I blinked. “Helena. Light. Or torch, depending on the translation.”

He nodded. “That’s what you are to me. A flame that lights up the darkness of the world. The beacon that I will follow for all my days.”

“Sounds exhausting,” I murmured, nestling closer, resting my head on his shoulder. “Tell me another story about your travels, great Achilles.”

He snorted and then was quiet for a second. “Have I told you of the River Titaressus?”

“No.”

“It’s a tributary of the Peneus in Thessaly. Legend has it that it’s part of the Styx. They say if you step into it with a truth on your tongue, the water will either part for you … or drown you.”

I frowned. “That doesn’t sound very liberating.”

“It is,” he said. “Because it teaches you to only speak what your heart believes. Not what your fear commands.”

I tilted my head. “Have you ever crossed it?”

“Twice,” he said. “Once when I was a child. I told it I wanted to be the greatest warrior Sparta had ever seen.”

“And the second time?”

His voice lowered. “I told it I didn’t want to die alone.”

My heart pounded.

“Tell me about this one,” I whispered, brushing a scar that traced beneath his collarbone like a lightning strike stilled in skin.

Achilles turned his head to look at me. His hair was tousled from my hands. “A spear tip from the Aetolian border skirmishes. I was sixteen. They thought I was too young to be on the front lines.” A pause. “They were wrong.”

“Do you regret it?” I asked, pressing my palm flat against his chest, over the faintest sliver of a mark near his heart.

“Regret what?”

“Living through them all.”

His hand came up, cupping mine where it rested. His skin was calloused, rough with use, but his touch was so gentle I felt the sting of tears behind my eyes.

“Sometimes,” he said honestly. “There are days the weight of it crushes me. The friends I’ve buried. The enemies I didn’t. The decisions I’ve made in the name of a place that forgets how much I bleed for it.”

“And other days?”

“Other days,” he said, “there is you.”

He kissed the inside of my wrist, reverently. “I would earn each scar again if it brought me back to this bed. To this breath. To you.”

Gods help me.

But belief was not the same as trust. And promises, I had learned in my life, were currency made of wax, soft and melting when fire touched it.

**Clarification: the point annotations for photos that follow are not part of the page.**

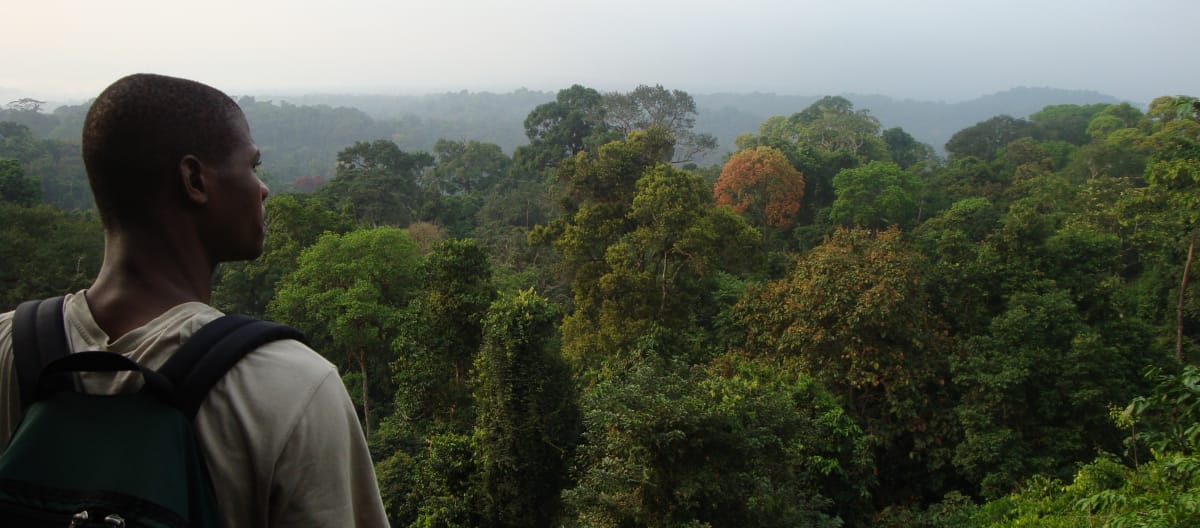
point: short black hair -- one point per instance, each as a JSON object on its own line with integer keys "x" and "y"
{"x": 138, "y": 130}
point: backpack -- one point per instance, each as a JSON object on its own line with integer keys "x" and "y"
{"x": 127, "y": 460}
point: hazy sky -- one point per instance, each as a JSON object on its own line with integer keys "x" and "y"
{"x": 927, "y": 49}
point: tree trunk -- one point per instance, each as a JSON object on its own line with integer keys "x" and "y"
{"x": 366, "y": 397}
{"x": 1183, "y": 289}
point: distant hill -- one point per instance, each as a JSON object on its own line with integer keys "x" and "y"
{"x": 498, "y": 118}
{"x": 726, "y": 115}
{"x": 301, "y": 135}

I looked at him, and the thought clawed through me … how long would he still be mine? How many nights before the gods or fate or Menelaus ripped him away?

“I want to believe you,” I breathed, the words trembling like a confession.

His forehead pressed to mine, and his voice was urgent. “Then believe me.”

My lashes fell shut. Somewhere beyond these walls, thunder rolled, the air shifting with the promise of rain.

But I stayed where I was, clinging to the fragile, impossible now.